Les fuites autour du débat interne du Saint-Siège concernant le chemin de la transparence financière, sont venues d'Italie. Vatileaks était aussi un authentique scandale italien, plein d'attaques personnelles contre le cardinal Bertone. Les attaques étaient en fait destinées à atteindre Benoît XVI. Mais comment peut-on attaquer une autorité morale incontestée qui a assemblé des discours aussi grandioses que des cathédrales, avec les briques de la raison?

Benoît XVI et François au Quirinal

C'est dans ce contexte que Benoît XVI s'était rendu au Palais de Quirinal (cf. Les Papes au Quirinal) pour rendre visite au président de la République italienne Giorgio Napolitano, le 4 Octobre 2008. A cette occasion, Napolitano avait souligné que «la laïcité de l'Etat se tient côte à côte avec la reconnaissance de la dimension publique de la religion» et avait également noté que, en temps de crise, l'Italie pouvait compter sur les paroles du pape et sur le travail engagé par les «mouvements catholiques laïcs inspirés par le message du pape.»

Les mouvements catholiques laïcs n'ont même pas été mentionnés dans le discours que Napolitano a prononcé le 14 Novembre 2013, quand le Pape François est allé lui rendre visite (ibid).

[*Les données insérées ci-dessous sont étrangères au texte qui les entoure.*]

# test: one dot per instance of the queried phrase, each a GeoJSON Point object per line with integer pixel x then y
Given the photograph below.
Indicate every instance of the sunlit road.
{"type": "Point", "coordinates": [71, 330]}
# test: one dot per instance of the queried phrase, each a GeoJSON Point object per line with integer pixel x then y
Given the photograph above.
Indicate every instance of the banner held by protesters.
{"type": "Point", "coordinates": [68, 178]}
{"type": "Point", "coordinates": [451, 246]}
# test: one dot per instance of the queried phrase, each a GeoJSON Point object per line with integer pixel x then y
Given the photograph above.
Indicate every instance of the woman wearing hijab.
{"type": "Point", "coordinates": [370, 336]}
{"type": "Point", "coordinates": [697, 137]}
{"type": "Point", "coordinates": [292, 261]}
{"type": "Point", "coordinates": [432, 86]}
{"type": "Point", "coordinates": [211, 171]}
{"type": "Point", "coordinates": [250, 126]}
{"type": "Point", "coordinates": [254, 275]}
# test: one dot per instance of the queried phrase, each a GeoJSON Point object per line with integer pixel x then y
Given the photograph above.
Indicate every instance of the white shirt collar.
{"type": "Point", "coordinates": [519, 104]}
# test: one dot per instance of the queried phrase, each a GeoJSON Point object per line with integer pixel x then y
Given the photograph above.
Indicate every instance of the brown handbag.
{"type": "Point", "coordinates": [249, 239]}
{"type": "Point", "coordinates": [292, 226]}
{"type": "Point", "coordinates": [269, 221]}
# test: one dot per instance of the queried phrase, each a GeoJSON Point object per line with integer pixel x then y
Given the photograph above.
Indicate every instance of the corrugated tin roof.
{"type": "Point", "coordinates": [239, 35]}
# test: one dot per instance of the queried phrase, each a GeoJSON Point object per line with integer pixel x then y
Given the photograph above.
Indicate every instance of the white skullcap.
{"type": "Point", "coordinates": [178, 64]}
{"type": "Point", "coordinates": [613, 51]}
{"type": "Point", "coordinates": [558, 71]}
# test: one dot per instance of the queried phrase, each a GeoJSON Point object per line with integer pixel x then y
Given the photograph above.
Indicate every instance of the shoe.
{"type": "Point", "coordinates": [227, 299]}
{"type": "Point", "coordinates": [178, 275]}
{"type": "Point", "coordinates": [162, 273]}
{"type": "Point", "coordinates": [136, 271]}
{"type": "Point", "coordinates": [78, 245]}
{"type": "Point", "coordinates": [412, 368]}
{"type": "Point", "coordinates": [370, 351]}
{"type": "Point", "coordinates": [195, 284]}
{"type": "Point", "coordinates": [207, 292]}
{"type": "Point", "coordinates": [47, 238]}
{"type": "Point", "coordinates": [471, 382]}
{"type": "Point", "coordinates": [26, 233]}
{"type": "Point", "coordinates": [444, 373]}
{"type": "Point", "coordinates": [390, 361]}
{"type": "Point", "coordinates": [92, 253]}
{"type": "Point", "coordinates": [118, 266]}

Dans le discours, Napolitano a affirmé que l'Eglise doit poursuivre un effort conjoint avec l'Italie, auquel les institutions catholiques contribuent par leur travail dans les domaines de l'éducation et de la solidarité.
Lisant entre les lignes, les paroles de Napolitano visent apparemment à réduire le rôle de l'Eglise dans la société à celui d'une simple ONG, comme beaucoup de campagnes prétendent que l'Église doit être considérée.
Ces campagnes ne réalisent pas que la souveraineté du Saint-Siège permet à l'Eglise d'être libre, de n'être soumise à aucun autre Etat, et donc de promouvoir le droit de tous les fidèles à vivre leur propre religion (ndt: cette souveraineté pourrait remise en cause avec la réforme en cours de l'IOR).
En Italie, le rôle mondial de protecton des religions et des minorités tenu par l'Eglise, a souvent été réduit à un simple débat sur les sphères d'influence.
C'est probablement la raison pour laquelle un ambassadeur auprès du Saint-Siège (lequel?) exultait dans une conversation informelle avec des journalistes que «les valeurs non négociables ne sont pas le centre de la prédication de ce pape,» tandis que Napolitano a fait l'éloge du «non-dogmatisme» du pape.
En fin de compte, ce ne sont que des déclarations mineures. Le Pape François a montré qu'il connaît les valeurs non négociables, et la façon de les défendre, même s'il sous-entend qu'il ne veut pas en faire le centre de son pontificat.

En attendant, l'Italie reste trop impliquée dans de "petites" relations avec le Saint-Siège, à vue étoite. A tel point qu'elle risque d'être traitée par le Saint-Siège comme n'importe quel autre état, perdant le lien privilégié que l'Italie a toujours eu. Mais l'Italie ne peut pas accepter cela. Et ainsi, certains en Italie mettent l'accent sur l'amour des laïcs pour le pape, pour se libérer des vieux liens, y compris en s'appuyant sur le protocole simplifié utilisé pour la visite de François au Quirinale.